Un double round a également lieu sur la troisième carte, le Temple d’Anubis. La stratégie GOATS laisse place à une composition plus classique avec des DPS tels que Genji et Tracer. Le public est si passionné que l’on ne peut pas entendre les commentaires des casters français. Il faut que la France remporte cette carte pour assurer le 3-0.

L’équipe de France contre le Royaume-Uni // Source : Blizzard

C’est sans aucun doute SoOn qui marque les dernières secondes de cette manche. Il exécute une triplette, trois headshots, avec la snipeuse Fatale. Le public se lève et exulte. La France mène 3-0.

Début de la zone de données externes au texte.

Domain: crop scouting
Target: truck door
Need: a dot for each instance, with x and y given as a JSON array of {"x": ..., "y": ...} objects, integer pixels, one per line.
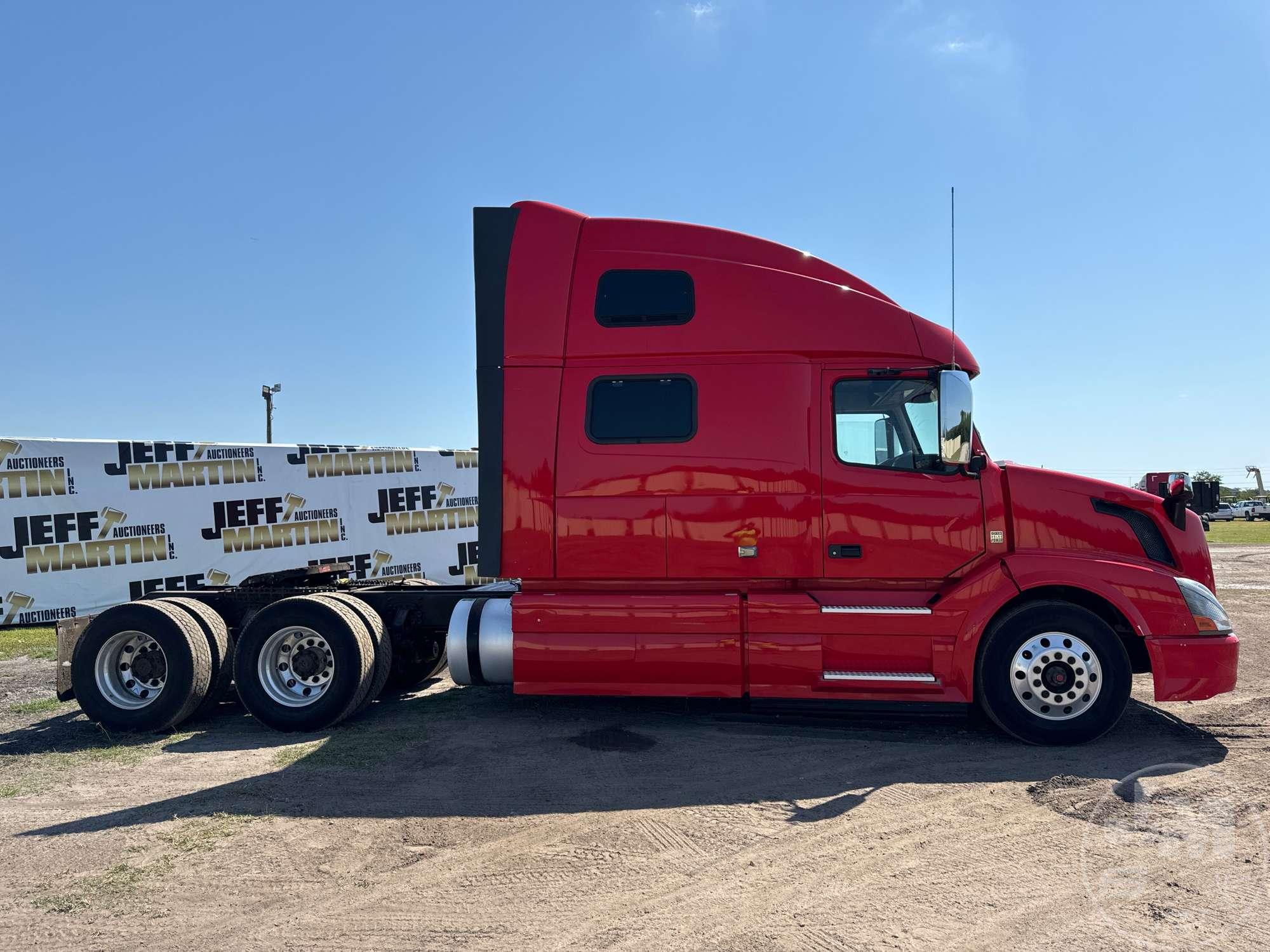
[{"x": 892, "y": 511}]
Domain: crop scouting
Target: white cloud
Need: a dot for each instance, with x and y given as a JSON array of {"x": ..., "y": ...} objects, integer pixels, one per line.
[
  {"x": 987, "y": 50},
  {"x": 952, "y": 40}
]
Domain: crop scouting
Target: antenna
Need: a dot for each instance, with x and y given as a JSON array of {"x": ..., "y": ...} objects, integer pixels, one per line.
[{"x": 953, "y": 230}]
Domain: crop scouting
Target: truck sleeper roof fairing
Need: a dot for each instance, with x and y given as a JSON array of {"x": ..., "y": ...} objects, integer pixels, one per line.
[{"x": 538, "y": 268}]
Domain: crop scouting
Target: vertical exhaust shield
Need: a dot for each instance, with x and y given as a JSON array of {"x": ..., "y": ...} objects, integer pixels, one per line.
[{"x": 492, "y": 251}]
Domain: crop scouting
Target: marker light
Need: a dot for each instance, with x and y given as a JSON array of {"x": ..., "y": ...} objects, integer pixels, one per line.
[{"x": 1206, "y": 610}]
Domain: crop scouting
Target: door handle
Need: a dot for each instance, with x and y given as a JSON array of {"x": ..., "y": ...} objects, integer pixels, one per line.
[{"x": 845, "y": 553}]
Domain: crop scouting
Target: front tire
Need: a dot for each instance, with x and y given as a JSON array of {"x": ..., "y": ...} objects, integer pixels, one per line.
[
  {"x": 222, "y": 647},
  {"x": 304, "y": 664},
  {"x": 1053, "y": 673},
  {"x": 380, "y": 639}
]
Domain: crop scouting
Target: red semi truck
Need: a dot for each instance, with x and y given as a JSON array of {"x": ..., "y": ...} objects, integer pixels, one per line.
[{"x": 717, "y": 468}]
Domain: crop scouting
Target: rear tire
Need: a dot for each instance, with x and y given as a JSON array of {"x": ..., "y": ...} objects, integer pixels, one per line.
[
  {"x": 1075, "y": 675},
  {"x": 222, "y": 647},
  {"x": 142, "y": 667},
  {"x": 379, "y": 638},
  {"x": 333, "y": 664}
]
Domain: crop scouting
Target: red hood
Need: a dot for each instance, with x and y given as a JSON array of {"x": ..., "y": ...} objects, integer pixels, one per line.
[{"x": 1061, "y": 511}]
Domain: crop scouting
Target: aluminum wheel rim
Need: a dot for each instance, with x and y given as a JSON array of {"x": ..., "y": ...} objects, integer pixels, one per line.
[
  {"x": 297, "y": 667},
  {"x": 131, "y": 671},
  {"x": 1056, "y": 676}
]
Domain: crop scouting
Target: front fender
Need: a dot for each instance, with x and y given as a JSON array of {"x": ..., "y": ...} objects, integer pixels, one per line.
[{"x": 1147, "y": 597}]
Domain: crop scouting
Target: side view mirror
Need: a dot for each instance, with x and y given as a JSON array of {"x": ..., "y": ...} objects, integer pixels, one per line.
[
  {"x": 957, "y": 409},
  {"x": 1180, "y": 493}
]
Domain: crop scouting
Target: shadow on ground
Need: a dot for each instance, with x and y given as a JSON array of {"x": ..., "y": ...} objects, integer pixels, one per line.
[{"x": 483, "y": 752}]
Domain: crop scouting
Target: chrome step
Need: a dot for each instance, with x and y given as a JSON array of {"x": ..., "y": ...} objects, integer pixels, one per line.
[
  {"x": 879, "y": 676},
  {"x": 873, "y": 610}
]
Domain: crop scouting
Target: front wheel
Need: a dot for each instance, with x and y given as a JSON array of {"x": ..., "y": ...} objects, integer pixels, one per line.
[
  {"x": 1053, "y": 673},
  {"x": 304, "y": 664}
]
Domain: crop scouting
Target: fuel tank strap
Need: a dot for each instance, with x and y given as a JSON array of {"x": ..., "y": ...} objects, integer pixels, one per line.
[{"x": 474, "y": 671}]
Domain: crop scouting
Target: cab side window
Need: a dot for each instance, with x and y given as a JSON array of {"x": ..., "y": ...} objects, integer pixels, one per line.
[{"x": 887, "y": 423}]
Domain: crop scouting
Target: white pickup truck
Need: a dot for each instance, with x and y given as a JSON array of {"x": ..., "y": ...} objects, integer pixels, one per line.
[
  {"x": 1252, "y": 510},
  {"x": 1225, "y": 512}
]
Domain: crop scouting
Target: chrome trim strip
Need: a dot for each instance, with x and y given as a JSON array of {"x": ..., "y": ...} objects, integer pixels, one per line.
[
  {"x": 879, "y": 676},
  {"x": 873, "y": 610}
]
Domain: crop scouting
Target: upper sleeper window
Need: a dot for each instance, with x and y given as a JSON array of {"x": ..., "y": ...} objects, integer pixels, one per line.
[{"x": 639, "y": 299}]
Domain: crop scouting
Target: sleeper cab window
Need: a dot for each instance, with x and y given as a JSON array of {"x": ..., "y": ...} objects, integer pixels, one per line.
[
  {"x": 645, "y": 298},
  {"x": 887, "y": 423},
  {"x": 645, "y": 409}
]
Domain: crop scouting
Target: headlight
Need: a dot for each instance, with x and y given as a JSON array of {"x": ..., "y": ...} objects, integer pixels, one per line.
[{"x": 1203, "y": 605}]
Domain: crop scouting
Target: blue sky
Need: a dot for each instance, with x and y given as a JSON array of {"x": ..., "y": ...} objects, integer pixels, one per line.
[{"x": 203, "y": 199}]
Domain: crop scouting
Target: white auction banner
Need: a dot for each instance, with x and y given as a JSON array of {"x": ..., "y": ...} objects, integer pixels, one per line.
[{"x": 86, "y": 525}]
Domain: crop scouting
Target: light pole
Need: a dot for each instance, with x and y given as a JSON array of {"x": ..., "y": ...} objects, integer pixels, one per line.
[{"x": 267, "y": 393}]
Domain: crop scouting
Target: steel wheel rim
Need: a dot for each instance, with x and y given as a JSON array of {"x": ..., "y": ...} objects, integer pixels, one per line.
[
  {"x": 297, "y": 667},
  {"x": 131, "y": 671},
  {"x": 1056, "y": 676}
]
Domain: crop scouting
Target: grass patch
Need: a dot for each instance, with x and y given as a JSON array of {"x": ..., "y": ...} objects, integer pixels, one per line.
[
  {"x": 107, "y": 890},
  {"x": 43, "y": 706},
  {"x": 121, "y": 885},
  {"x": 203, "y": 835},
  {"x": 31, "y": 642},
  {"x": 294, "y": 753},
  {"x": 1241, "y": 532},
  {"x": 40, "y": 771}
]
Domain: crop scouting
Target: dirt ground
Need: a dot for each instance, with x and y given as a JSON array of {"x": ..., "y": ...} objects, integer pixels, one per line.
[{"x": 474, "y": 819}]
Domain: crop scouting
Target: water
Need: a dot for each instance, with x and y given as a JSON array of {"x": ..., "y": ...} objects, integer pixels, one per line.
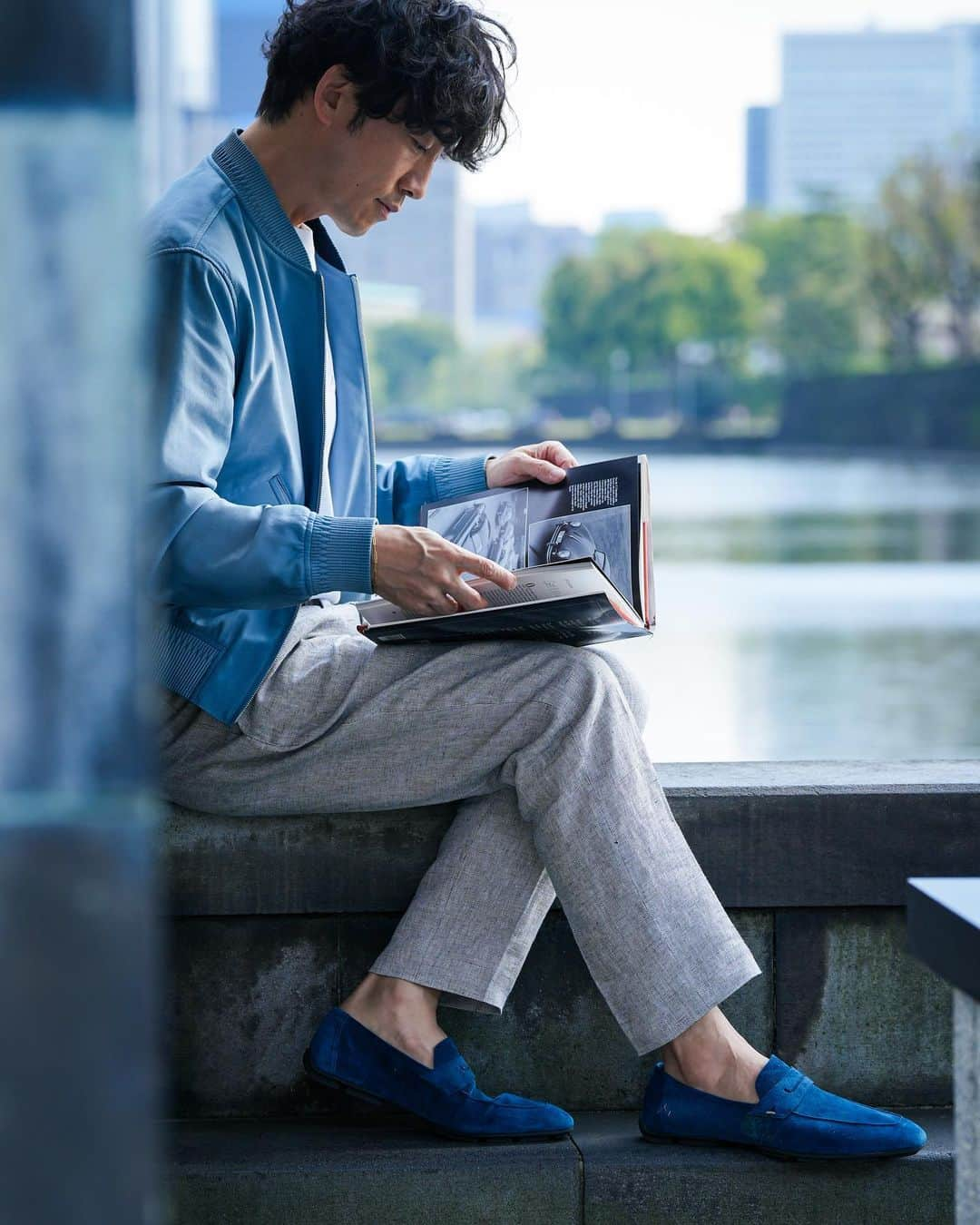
[{"x": 812, "y": 609}]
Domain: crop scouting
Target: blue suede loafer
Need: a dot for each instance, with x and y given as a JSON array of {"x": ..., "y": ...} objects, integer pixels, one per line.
[
  {"x": 347, "y": 1055},
  {"x": 791, "y": 1119}
]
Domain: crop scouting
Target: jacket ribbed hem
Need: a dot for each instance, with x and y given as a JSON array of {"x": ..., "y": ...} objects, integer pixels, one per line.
[
  {"x": 452, "y": 478},
  {"x": 340, "y": 554}
]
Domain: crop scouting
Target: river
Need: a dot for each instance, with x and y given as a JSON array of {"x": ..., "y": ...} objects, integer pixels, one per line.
[{"x": 812, "y": 609}]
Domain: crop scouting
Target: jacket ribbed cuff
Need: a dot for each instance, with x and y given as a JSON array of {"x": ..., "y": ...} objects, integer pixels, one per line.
[
  {"x": 454, "y": 478},
  {"x": 340, "y": 554}
]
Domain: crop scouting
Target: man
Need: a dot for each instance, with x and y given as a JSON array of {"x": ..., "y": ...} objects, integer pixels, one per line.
[{"x": 272, "y": 516}]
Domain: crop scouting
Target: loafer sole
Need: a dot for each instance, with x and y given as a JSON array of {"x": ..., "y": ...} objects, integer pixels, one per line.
[
  {"x": 353, "y": 1091},
  {"x": 653, "y": 1138}
]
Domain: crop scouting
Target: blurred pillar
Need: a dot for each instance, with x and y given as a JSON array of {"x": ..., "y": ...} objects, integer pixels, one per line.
[{"x": 77, "y": 952}]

L’ultime carte, Route 66, se dispute à son tour en double round. La France pousse le show jusqu’aux prolongations, mais elle met tout de même définitivement un terme à la hargne britannique. Déchaînement de joie dans le public. Les Bleus viennent de balayer le Royaume-Uni à 4-0. Je regarde TreeBoyDave : il a mis son petit drapeau anglais en berne. L’équipe de France se lève et brandit le drapeau tricolore devant la foule effervescente.

Une fois le calme revenu, Malik et Soe, les casters américains, effectuent le tirage au sort. Celui-ci décidera qui affrontera qui à la Blizzcon. Soe retire une petite balle de ping-pong où est noté « CA ». Le destin de l’équipe de France est donc scellé : elle affrontera le Canada en novembre 2018.

L’Arena se vide, mais tout le monde vibre et parle encore de cette journée. Et quelque chose nous dit que, à l’avenir, la France accueillera un peu plus de compétitions esportives.